The suit alleges the owners had been told vagrants were camping in the overgrown field behind an Arco gasoline station, starting fires and smoking cigarettes, The Ashland Daily Tidings reported.
In all, 11 homes were destroyed in the fire that swept through the Oak Knoll neighborhood on a hot, windy day in late August 2010. It has been called the worst fire in a century in the southern Oregon city.
A judge found that the man accused of reckless endangerment and reckless burning, John Thiry, 42, likely set the fire, but prosecutors failed to prove he knew the consequences of his actions.

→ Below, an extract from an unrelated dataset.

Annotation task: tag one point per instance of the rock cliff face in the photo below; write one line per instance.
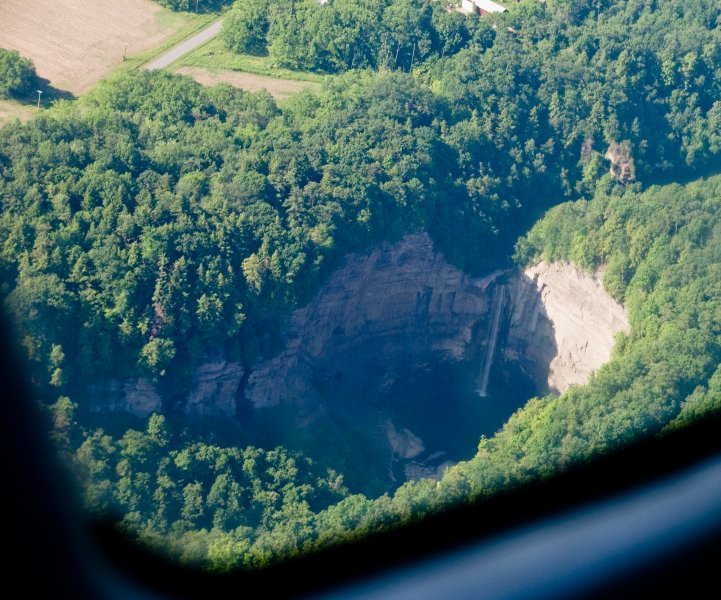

Later, Thiry was convicted of throwing rocks at two middle school girls and sentenced to eight months in jail. A prosecutor said he probably suffered from alcoholism and mental illness, but authorities couldn’t order treatment because the charges were misdemeanors. After serving two weeks, he was released because the jail was overcrowded. He remains homeless in Ashland.
The suit filed by four insurance companies says the field where the Oak Knoll fire started was in violation of state and city codes, and the owners allowed a “dangerous accumulation of waste and overgrown brush to occur on the subject property that created an extreme fire hazard.”
It asks compensation for the insurance payouts.
“We denied all of the allegations,” said Jim Wallan, attorney for the owners – three San Francisco Bay Area people and a family trust, according to online records.
The lawsuit also names a real estate company.
“We’re not hired to police properties for vagrants. We don’t maintain properties. The only thing we are employed to do is market a property,” said Jim Rimley of John L. Scott’s Medford office.